Prooving an inequality in thermodynamics

Question

While solving an exercise in thermodynamics, trying to prove the entropy increased for some configuration, I reduced my problem to the following:

$$ \Delta S = T_{final}^{1/2} - \frac{T_1^{1/2} + T_2^{1/2}}{2}, T_{final} = \Big( \frac{T_1^{3/2} + T_2^{3/2}}{2} \Big)^{2/3} $$ Where $T_1 , T_2$ are real positive numbers such that $T_1 > T_2 > 0$, and I wish to prove that $\Delta S$ is greater than $0$.

I have tried using $L_p$ norms and inequalities such as Hölder and Minkowski inequality or triangle inequality but nothing worked for me. I tested this inequality numerically and as far as I can tell it holds up.

Answer 1

For $p\not=0$, let $M_p(x,y)=(x^p+y^p)^{1/p}$ with $x,y>0$ then, by the power mean inequality, if $p\geq q$ then $$M_{p}(x,y)\geq M_{q}(x,y).$$ Equality holds if and only if $x=y$.

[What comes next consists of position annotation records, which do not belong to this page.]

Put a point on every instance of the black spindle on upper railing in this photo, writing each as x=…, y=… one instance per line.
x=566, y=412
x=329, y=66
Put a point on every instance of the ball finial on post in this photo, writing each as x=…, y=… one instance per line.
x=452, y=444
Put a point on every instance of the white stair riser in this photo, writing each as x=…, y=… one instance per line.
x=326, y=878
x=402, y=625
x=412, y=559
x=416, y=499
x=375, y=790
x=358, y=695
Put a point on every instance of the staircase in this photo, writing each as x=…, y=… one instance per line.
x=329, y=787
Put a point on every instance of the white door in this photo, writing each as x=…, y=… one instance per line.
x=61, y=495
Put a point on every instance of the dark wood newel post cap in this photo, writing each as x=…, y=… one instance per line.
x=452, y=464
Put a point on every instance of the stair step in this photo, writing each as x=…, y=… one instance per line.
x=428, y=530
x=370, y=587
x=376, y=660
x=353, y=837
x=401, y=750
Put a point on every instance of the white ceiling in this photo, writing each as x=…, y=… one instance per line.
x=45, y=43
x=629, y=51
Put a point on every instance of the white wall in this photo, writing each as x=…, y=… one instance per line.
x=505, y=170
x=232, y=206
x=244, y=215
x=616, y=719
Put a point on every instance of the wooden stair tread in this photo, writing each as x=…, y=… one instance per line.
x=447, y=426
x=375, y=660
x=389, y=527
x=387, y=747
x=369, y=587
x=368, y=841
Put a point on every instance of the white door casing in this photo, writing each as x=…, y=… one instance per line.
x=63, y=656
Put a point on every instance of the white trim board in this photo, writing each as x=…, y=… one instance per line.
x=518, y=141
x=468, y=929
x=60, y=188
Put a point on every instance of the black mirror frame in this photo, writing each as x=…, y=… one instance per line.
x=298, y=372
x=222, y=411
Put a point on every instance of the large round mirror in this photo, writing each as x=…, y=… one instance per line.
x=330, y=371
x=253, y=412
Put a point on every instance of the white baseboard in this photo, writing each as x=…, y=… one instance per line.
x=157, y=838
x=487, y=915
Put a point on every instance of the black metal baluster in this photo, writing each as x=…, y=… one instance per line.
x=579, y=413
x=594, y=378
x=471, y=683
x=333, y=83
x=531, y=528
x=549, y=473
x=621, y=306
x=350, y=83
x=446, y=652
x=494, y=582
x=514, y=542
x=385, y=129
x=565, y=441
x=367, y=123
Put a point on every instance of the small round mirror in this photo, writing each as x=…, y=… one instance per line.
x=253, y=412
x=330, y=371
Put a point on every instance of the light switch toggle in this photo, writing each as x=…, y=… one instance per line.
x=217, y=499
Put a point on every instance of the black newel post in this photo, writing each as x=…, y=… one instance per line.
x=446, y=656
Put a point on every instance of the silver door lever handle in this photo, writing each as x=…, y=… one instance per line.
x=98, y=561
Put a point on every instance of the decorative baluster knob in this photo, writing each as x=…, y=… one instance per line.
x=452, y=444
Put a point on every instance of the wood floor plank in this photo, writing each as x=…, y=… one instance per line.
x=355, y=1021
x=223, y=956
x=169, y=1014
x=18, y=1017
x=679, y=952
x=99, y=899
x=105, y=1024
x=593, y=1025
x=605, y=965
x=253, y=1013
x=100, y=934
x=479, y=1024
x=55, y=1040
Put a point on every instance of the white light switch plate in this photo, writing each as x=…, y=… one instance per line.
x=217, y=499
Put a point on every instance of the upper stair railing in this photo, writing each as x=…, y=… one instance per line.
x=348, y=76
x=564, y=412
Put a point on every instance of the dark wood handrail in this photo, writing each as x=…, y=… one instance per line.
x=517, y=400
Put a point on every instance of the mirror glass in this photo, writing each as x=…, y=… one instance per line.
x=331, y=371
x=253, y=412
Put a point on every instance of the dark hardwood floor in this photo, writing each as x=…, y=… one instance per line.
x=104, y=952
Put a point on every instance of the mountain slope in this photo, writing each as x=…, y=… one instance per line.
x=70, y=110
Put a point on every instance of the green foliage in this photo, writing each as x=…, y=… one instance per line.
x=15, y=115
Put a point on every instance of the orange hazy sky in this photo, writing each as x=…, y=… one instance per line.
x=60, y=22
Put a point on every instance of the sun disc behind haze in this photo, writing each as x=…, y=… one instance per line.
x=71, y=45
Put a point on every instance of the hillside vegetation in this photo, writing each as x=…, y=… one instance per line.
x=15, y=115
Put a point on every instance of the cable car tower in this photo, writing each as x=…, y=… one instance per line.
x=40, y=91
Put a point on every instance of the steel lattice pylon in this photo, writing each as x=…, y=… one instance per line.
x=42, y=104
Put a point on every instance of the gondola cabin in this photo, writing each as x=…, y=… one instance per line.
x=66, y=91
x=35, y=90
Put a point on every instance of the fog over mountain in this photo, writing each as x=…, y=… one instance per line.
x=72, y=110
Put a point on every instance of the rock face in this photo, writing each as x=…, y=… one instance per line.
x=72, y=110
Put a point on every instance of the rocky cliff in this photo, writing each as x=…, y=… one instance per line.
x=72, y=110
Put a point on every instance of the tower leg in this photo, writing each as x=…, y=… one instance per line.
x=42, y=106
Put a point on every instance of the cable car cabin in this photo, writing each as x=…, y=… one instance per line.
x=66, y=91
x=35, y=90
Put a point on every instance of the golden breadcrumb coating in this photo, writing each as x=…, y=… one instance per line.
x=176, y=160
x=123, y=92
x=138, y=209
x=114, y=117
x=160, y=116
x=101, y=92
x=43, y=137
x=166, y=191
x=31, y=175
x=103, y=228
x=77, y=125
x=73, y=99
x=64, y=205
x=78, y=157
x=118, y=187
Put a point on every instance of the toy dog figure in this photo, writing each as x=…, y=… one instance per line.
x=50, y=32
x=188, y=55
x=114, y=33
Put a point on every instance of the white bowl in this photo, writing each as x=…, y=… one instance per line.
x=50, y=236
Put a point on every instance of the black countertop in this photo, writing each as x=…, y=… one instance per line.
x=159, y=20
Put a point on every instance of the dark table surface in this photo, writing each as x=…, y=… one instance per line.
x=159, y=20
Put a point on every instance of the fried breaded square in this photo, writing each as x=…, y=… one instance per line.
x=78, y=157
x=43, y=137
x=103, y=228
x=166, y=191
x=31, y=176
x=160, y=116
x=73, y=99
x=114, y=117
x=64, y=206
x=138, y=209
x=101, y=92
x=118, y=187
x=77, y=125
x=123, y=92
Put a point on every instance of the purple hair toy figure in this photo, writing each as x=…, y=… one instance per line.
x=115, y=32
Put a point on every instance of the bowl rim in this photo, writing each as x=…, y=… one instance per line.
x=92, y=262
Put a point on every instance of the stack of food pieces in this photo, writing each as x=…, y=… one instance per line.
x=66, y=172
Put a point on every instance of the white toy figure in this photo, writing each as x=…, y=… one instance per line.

Therefore, for $T_1 > T_2 > 0$, $$\Delta S=\Big( \frac{T_1^{3/2} + T_2^{3/2}}{2} \Big)^{1/3} - \frac{T_1^{1/2} + T_2^{1/2}}{2}=M_{3/2}(T_1,T_2)^{1/2}-M_{1/2}(T_1,T_2)^{1/2}>0.$$

Answer 2

Consider $$\Delta S = \Bigg( \frac{T_1^{3/2} + T_2^{3/2}}{2} \Bigg)^{1/3} -\Bigg( \frac{T_1^{1/2} + T_2^{1/2}}{2}\Bigg)$$

Let $T_2=k^2 \,T_1$ with $(0 < k < 1)$ which gives $$ \frac 2 {\sqrt{T_1}} \Delta S = \sqrt[3]{4(k^3+1)}-(k+1)$$ and the rhs is always positive (decreasing from $[2^{2/3}-1]$ to $0$) and its derivative does not cancel in the range.